Je ne me sentis pas à l’aise durant cette première séance, et même les jours suivants, en dépit du confortable dont j’étais environnée ; mais je fus distraite de ma douleur par la curiosité qu’éveillaient en moi les nombreux objets que nous sortions de ces vieux tiroirs. Je me demandais, sans pouvoir le comprendre, pour quel motif beaucoup d’entre eux avaient été conservés ; par exemple, un chiffon de papier sur lequel étaient écrits huit ou dix mots n’ayant pas de sens, un fragment de cravache, une pierre, des cailloux pareils à tous ceux que j’aurais pu trouver dans les champs, ou du moins je le pensais.

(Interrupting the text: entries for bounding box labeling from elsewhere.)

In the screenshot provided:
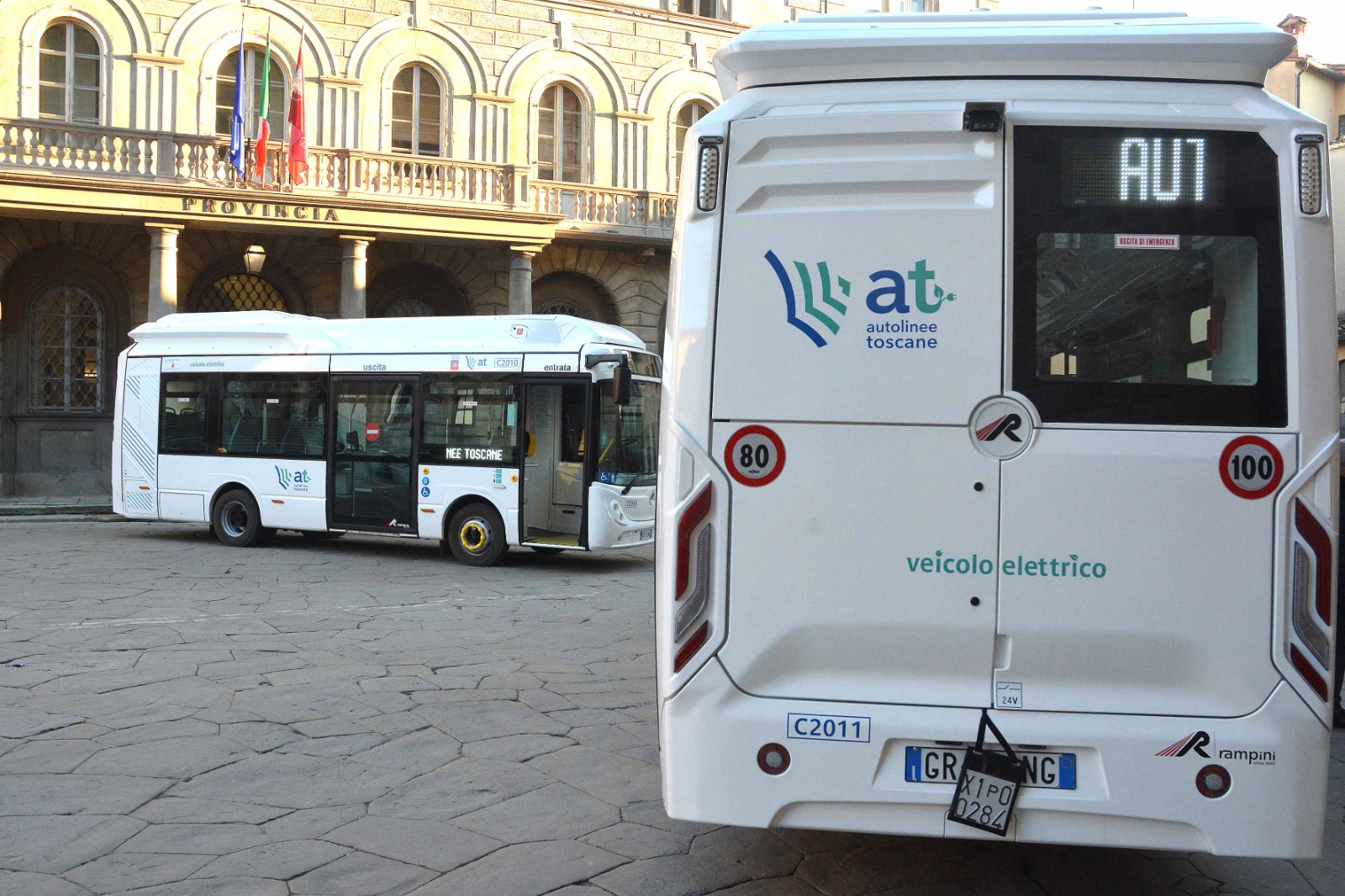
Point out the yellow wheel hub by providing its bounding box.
[457,519,489,554]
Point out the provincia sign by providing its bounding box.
[182,197,340,224]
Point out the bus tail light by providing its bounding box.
[1298,133,1323,215]
[1289,498,1336,699]
[672,483,715,672]
[695,137,724,211]
[672,620,710,672]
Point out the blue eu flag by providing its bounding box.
[229,29,246,173]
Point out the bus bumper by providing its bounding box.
[659,658,1330,858]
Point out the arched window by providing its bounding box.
[197,275,285,311]
[533,271,620,324]
[393,66,444,156]
[38,22,103,124]
[383,296,435,318]
[672,99,710,192]
[215,47,289,139]
[536,83,585,183]
[31,284,103,410]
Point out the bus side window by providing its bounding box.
[159,377,206,453]
[419,374,518,466]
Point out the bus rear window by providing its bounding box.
[1011,126,1287,426]
[1037,233,1258,386]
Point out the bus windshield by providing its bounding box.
[597,379,659,486]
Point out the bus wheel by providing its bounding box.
[446,504,509,567]
[210,488,276,547]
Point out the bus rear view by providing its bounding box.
[657,13,1338,857]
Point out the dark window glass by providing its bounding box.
[419,376,518,466]
[672,101,710,192]
[1037,233,1258,386]
[197,275,287,311]
[219,374,327,457]
[560,383,589,464]
[1013,126,1287,426]
[597,379,659,486]
[38,22,103,124]
[215,47,289,137]
[393,66,444,156]
[536,83,585,183]
[159,377,207,455]
[31,284,103,410]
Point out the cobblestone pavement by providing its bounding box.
[0,519,1345,896]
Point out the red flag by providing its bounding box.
[287,38,308,186]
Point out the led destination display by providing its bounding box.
[1060,130,1226,207]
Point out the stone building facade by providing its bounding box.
[0,0,758,495]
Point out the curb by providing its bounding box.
[0,504,121,519]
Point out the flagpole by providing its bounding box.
[229,13,247,182]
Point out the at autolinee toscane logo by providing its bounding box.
[765,251,850,349]
[764,250,957,349]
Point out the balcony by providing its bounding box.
[0,119,677,244]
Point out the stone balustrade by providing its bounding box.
[0,119,677,242]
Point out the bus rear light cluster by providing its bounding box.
[695,137,724,211]
[1289,498,1336,701]
[672,483,715,672]
[1195,766,1233,799]
[1289,499,1336,699]
[1298,133,1322,215]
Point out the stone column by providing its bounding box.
[340,235,374,318]
[145,224,182,320]
[509,248,536,315]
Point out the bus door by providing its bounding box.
[520,379,590,547]
[709,103,1004,704]
[995,126,1298,715]
[327,377,415,534]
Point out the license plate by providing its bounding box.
[947,750,1024,837]
[906,746,1078,790]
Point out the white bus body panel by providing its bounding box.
[715,108,1004,422]
[114,358,159,519]
[1000,428,1298,717]
[415,464,520,545]
[159,455,327,531]
[659,659,1330,857]
[715,421,1000,706]
[655,13,1338,857]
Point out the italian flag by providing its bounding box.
[253,25,271,180]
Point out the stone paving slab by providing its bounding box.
[0,516,1345,896]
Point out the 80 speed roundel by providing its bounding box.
[724,426,784,487]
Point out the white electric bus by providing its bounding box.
[112,311,661,565]
[657,12,1338,857]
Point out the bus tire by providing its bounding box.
[210,488,276,547]
[446,503,509,567]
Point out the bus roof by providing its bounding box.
[130,311,646,356]
[715,12,1294,98]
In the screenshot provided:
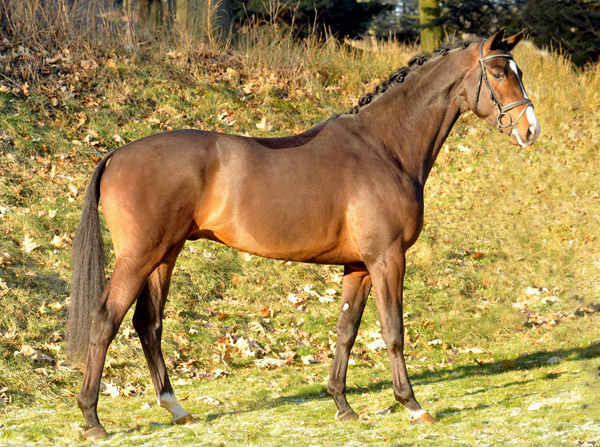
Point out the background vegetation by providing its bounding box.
[0,0,600,446]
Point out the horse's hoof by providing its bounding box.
[173,413,194,425]
[335,410,360,422]
[410,412,436,425]
[83,425,108,441]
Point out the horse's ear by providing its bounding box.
[486,27,506,51]
[504,30,525,51]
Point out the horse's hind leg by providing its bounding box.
[133,245,193,424]
[327,266,371,421]
[77,258,152,440]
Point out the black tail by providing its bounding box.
[67,154,112,361]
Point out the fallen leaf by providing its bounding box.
[15,345,54,363]
[256,116,273,131]
[21,234,40,253]
[254,357,287,368]
[197,396,222,405]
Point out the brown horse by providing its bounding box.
[68,30,540,439]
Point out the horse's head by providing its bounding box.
[467,29,540,146]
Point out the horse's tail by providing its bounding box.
[66,154,112,361]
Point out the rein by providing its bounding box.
[475,40,533,133]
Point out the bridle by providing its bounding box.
[474,40,533,133]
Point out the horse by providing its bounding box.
[67,29,540,440]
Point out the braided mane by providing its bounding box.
[348,40,479,114]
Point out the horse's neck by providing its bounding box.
[359,54,465,186]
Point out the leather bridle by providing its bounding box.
[475,40,533,133]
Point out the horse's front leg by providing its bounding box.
[327,266,371,421]
[369,245,435,424]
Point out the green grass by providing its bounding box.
[0,22,600,446]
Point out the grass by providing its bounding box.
[0,7,600,446]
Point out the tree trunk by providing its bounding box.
[419,0,442,51]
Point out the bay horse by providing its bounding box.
[67,30,540,439]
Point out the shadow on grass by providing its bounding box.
[206,345,600,421]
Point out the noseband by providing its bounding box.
[475,40,533,133]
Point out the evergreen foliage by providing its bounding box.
[233,0,388,37]
[438,0,600,65]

Combien j’étais ignorante ! Milady m’informa que c’étaient des échantillons du marbre précieux dont les palais des empereurs romains étaient carrelés jadis.

Pendant un voyage en Italie qu’elle avait fait dans sa jeunesse, avant d’épouser lord Ludlow, son cousin Horace, envoyé d’Angleterre en Toscane, lui avait dit d’aller dans la campagne de Rome, à l’époque où l’on préparait la terre pour y semer les oignons, et de ramasser les petits morceaux de marbre qui seraient ramenés à la surface du sol par les cultivateurs. Elle avait fait ce que lui avait recommandé sir Horace, et avait eu l’intention de faire composer une table avec toutes les pierres qu’elle avait recueillies de la sorte ; je ne sais pas ce qui l’avait empêchée de réaliser ce projet ; toujours est-il que les cailloux de l’ancienne Rome étaient encore souillés de la boue du champ d’oignons où ils avaient été ramassés. Il me parut facile de les nettoyer, et l’idée m’en vint aussitôt ; mais Sa Seigneurie n’y voulut pas consentir ; elle avait un profond respect pour cette boue, qu’elle appelait pompeusement de la terre romaine, et qui n’en était pas moins sale.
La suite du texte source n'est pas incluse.